Dr Nuria Romo presented the advances made by using gender-sensitive prevention, as well as the social utility of following this line of research. She indicated that drug use is universal in humans: all societies have used certain substances to achieve altered states of consciousness, and with that, they have changed the way they look at the world. The analysis of this and its understanding are complementary and it requires investigating history to understand how the drug control system has been constituted. The penalty system has generated problems, which in general, reason the naming of the subject who consumes these substances; “drug dependency” and “drug addicts” describe the circle in which the subject lives: getting drugs, consuming, getting drugs. The concept of legal drug vs. illegal drug also arises, ignoring the key characteristic of a drug: its danger. Thus the social and political configuration of the substance associates the illegal with a greater risk and the greatest damage.
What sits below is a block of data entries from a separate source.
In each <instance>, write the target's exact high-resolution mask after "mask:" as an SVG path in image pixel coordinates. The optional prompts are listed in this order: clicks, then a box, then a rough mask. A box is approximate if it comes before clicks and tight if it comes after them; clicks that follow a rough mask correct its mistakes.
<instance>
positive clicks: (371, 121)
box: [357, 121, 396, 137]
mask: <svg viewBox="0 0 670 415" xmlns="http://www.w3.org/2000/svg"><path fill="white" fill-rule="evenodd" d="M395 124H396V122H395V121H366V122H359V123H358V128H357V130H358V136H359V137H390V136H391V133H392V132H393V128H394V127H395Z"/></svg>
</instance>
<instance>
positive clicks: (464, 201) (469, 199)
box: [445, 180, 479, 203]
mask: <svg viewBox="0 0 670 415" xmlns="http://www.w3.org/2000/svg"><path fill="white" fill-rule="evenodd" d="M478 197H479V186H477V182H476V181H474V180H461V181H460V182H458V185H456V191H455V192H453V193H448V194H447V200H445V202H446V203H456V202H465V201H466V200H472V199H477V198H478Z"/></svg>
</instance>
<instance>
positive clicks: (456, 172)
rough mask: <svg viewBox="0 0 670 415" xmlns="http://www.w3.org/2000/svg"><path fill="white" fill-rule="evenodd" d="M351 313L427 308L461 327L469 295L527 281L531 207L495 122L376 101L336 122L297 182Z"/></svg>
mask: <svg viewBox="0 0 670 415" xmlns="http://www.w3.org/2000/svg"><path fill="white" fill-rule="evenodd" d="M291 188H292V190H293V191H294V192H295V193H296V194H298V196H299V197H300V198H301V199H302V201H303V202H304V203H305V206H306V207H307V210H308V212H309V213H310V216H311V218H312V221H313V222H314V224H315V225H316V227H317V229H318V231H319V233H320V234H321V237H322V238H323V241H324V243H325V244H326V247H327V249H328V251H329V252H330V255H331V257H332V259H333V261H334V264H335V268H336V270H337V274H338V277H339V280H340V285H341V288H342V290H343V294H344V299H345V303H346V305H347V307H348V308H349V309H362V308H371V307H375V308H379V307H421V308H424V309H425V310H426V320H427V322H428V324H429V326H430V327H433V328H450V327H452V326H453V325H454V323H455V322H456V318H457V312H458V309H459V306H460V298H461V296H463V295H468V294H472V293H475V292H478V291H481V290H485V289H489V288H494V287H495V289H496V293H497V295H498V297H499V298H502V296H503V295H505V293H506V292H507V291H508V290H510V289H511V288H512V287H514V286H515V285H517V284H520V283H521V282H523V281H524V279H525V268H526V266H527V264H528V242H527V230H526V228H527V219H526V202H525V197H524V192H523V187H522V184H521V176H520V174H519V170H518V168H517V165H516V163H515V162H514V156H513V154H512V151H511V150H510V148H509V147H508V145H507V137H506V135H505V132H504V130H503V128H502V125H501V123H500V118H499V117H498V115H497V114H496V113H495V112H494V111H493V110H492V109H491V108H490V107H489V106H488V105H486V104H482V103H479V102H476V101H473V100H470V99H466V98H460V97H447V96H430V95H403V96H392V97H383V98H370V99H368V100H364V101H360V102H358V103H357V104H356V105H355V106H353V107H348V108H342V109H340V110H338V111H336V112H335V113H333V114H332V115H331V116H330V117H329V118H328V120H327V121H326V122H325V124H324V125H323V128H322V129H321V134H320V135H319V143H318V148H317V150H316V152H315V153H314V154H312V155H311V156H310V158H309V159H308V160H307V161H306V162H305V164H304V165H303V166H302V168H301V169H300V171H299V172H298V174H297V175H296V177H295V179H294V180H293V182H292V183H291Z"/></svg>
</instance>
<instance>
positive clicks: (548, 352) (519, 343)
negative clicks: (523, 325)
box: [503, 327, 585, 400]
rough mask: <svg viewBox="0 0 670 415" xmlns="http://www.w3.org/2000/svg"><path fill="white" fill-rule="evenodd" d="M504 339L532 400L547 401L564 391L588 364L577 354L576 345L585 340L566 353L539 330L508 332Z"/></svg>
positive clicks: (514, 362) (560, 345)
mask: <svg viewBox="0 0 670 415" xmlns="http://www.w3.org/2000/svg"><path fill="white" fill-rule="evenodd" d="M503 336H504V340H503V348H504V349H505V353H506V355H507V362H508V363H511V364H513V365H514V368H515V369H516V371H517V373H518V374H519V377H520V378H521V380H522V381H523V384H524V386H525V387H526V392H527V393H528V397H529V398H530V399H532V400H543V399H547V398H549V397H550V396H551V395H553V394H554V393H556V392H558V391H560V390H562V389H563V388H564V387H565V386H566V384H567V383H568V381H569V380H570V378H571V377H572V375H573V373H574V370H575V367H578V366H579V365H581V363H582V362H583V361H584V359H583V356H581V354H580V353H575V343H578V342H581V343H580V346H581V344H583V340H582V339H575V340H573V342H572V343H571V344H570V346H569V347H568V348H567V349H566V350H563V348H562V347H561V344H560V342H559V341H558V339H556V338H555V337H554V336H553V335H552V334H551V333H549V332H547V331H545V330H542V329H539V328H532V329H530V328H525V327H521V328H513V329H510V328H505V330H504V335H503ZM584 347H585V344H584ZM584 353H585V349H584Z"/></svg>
From this perspective, she noted how drug use in women has different keys to use in men. By using a perspective that contemplates gender differences, there is a greater use of legal drugs in women, obtained with or without a prescription, such as hypnotics, along with alcohol and tobacco. This use has no impact on the use of illegal drugs number.
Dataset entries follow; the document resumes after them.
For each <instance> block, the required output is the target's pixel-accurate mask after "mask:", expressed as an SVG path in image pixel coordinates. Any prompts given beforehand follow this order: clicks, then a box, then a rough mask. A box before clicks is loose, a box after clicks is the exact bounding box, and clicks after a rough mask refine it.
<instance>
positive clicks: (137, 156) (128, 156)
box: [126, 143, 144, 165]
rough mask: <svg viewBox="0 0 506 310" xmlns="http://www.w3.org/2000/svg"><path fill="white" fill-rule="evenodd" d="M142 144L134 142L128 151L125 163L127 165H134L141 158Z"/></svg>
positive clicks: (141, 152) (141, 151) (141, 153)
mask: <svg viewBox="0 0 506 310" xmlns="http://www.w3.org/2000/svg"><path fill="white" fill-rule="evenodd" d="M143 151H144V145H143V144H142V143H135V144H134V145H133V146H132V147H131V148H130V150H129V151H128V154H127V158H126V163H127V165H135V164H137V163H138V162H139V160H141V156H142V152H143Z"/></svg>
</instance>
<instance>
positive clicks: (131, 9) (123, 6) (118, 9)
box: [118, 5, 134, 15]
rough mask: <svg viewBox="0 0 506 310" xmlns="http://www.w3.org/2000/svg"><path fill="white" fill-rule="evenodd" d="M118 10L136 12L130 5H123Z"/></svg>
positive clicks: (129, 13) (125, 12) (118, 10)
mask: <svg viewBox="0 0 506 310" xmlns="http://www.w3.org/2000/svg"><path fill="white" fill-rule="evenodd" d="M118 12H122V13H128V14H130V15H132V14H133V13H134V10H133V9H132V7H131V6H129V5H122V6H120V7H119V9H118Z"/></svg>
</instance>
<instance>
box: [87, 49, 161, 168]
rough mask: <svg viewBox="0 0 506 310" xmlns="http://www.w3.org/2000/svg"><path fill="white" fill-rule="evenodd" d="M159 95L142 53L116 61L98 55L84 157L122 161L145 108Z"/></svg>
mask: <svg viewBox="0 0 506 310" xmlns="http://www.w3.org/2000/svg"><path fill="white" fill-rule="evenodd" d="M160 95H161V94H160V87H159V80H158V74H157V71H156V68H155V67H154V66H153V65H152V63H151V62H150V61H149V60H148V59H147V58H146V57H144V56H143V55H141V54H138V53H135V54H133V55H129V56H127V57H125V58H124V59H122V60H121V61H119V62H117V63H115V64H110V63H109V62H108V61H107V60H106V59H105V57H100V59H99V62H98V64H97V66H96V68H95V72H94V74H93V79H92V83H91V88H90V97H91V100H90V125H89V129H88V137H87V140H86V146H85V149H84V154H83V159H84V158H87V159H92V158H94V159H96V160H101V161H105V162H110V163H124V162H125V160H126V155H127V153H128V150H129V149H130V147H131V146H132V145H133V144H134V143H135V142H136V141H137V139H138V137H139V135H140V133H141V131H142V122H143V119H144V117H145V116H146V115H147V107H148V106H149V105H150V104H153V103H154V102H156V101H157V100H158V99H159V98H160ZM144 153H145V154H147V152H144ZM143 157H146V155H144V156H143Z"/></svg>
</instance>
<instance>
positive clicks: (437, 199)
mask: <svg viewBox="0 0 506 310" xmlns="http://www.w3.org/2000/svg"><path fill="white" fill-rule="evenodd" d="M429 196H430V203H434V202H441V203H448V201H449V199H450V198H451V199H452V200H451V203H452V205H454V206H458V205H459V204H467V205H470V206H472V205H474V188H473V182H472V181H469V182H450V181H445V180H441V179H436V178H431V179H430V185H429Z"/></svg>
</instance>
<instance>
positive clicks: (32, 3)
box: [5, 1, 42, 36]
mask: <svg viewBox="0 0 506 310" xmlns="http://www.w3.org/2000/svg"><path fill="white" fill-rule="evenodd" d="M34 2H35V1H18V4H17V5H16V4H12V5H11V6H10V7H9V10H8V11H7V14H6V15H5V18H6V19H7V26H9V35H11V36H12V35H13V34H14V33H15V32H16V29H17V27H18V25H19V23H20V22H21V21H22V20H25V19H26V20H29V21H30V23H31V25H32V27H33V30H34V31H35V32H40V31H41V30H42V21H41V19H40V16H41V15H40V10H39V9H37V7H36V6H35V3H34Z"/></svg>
She explained the new approaches that are being made when evaluating drug use from a gender perspective. Thus alcohol consumption can be an exculpatory or an aggravating circumstance of a crime (e.g. rape situations) that at the legal level are rooted in social and cultural values. Also in this 21st century there is a new phenomenon that can be called “technological violence” in relation to the use of technology and that makes visible the gender inequalities that exist in drug use. This refers to the intoxication consumption that allows the collection and dissemination in the network of images under the effect of drugs. Considering these situations as vulnerability allows us to consider drug use from the perspective of harm reduction. This new way of analysing the problem of dependency allows developing new models to understand the treatment and modify the legislation.

At this time she emphasised that another description of the forms of psychoactive substance use is needed and that the search of treatments that incorporate the needs of woment is necessary. All of this, together with new trends in drug use among young women are areas of drug dependence studies with gender perspectives.